In special coverage of the southern border of the United States, El American corroborated the seriousness of the border crisis with the number of unaccompanied child migrants who set foot on U.S. soil without knowing where they are going, where their families are, and what will happen to them.
Anthony Cabassa, correspondent for El American, arrived at La Joya in Texas and was able to talk to dozens of migrants who were part of a group of more than 200 people El American counted in four hours. Most of them came from Guatemala and the rest from El Salvador, Honduras, and Venezuela.
Of the large number of migrants Cabassa was able to observe, approximately 50 were unaccompanied child migrants: “Michael, 8 years old, comes from Honduras, he says he doesn’t know where his family is, he says he has an uncle, but he doesn’t know where he is,” he said in his report for El American.

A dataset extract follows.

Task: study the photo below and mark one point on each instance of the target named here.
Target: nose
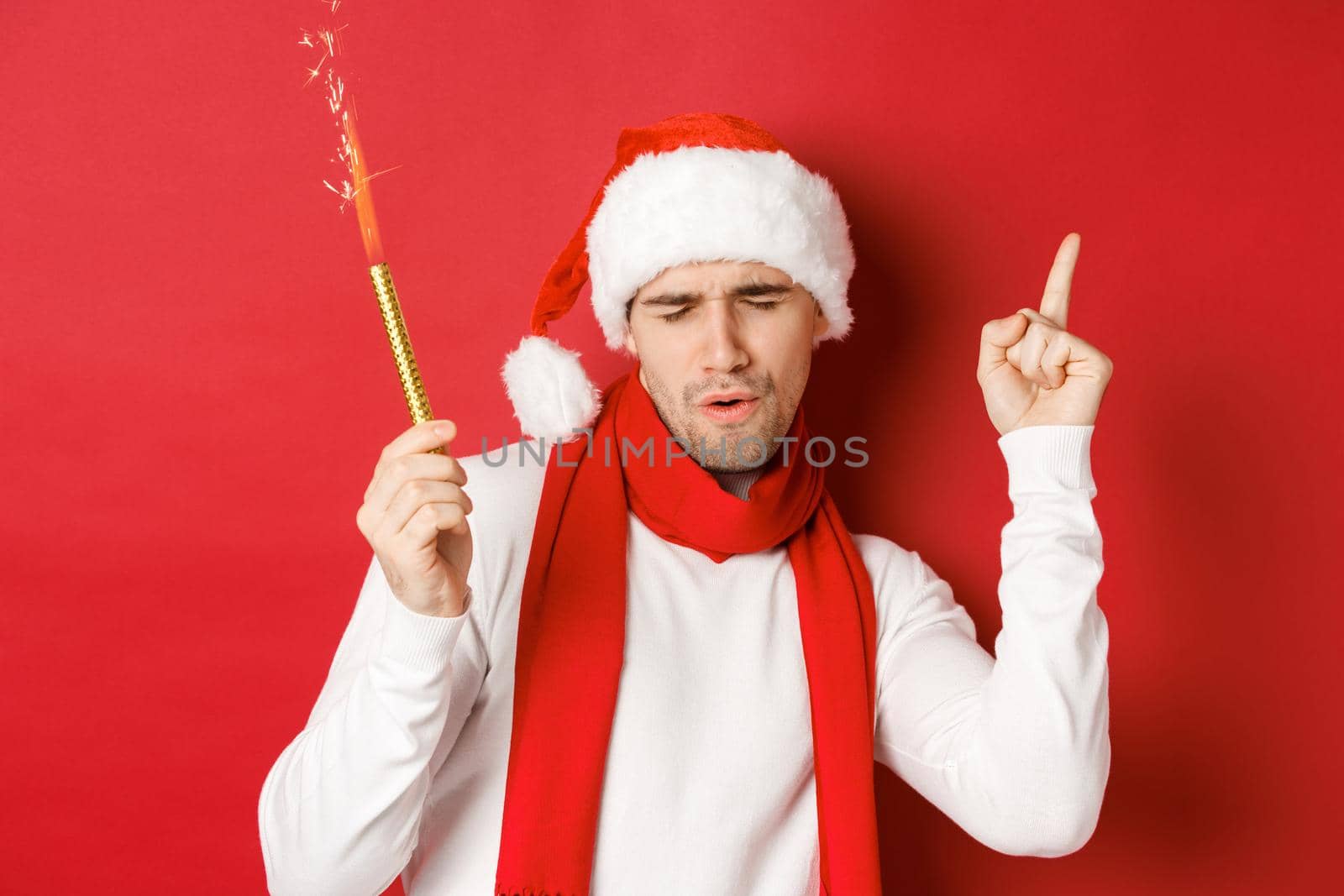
(722, 349)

“This is an extremely dangerous journey, especially for minors, but when there is a 100% chance that unaccompanied minors will be ‘accepted’ in the USA and not turned away, this is the end result. Thousands risk their lives in the hope of staying in the country,” the journalist pointed out.

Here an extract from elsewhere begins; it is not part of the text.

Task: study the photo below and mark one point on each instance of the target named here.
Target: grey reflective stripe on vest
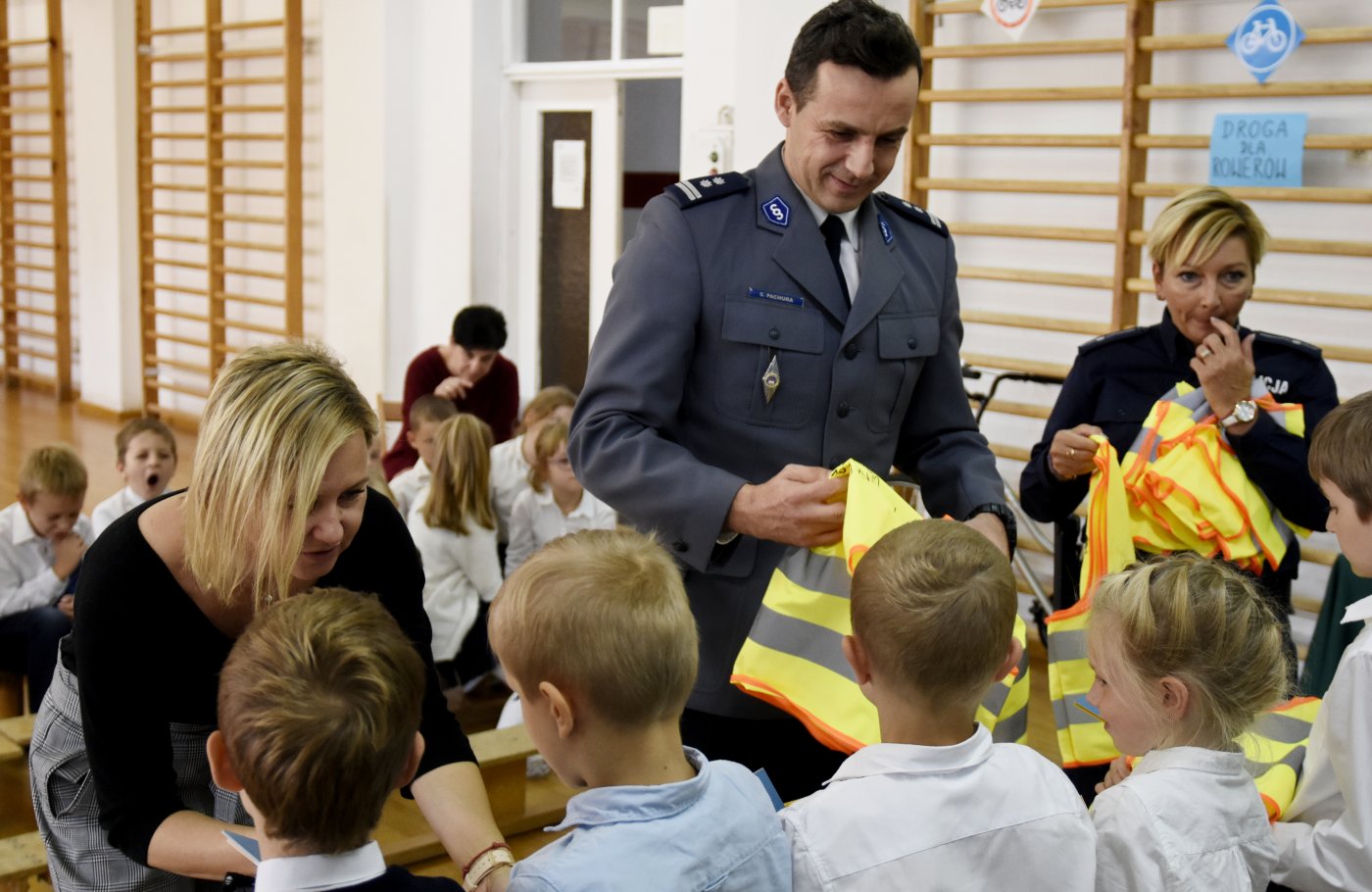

Cabassa explained that there are reports that once in the hands of the authorities, the children spend more than 60 days in detention under strict surveillance due to suicidal threats. There are also allegations that they are given raw or poorly prepared food.
Approximately 14,500 unaccompanied children are under the care of the U.S. Department of Health and Human Services (HHS).
Human rights violations of unaccompanied child migrants reported
A report by El Mundo reinforces the serious conditions found by Cabassa in Texas. According to reports, detained migrant children have described overcrowded conditions, spoiled food, lack of clean clothes, and disorders such as depression.
A BBC investigation revealed through interviews with staff and children held at the Fort Bliss military base camp in El Paso, Texas, testimonies of allegations of sexual abuse, outbreaks of COVID, hunger, and children having to wait for hours to be seen by a doctor when they fall ill.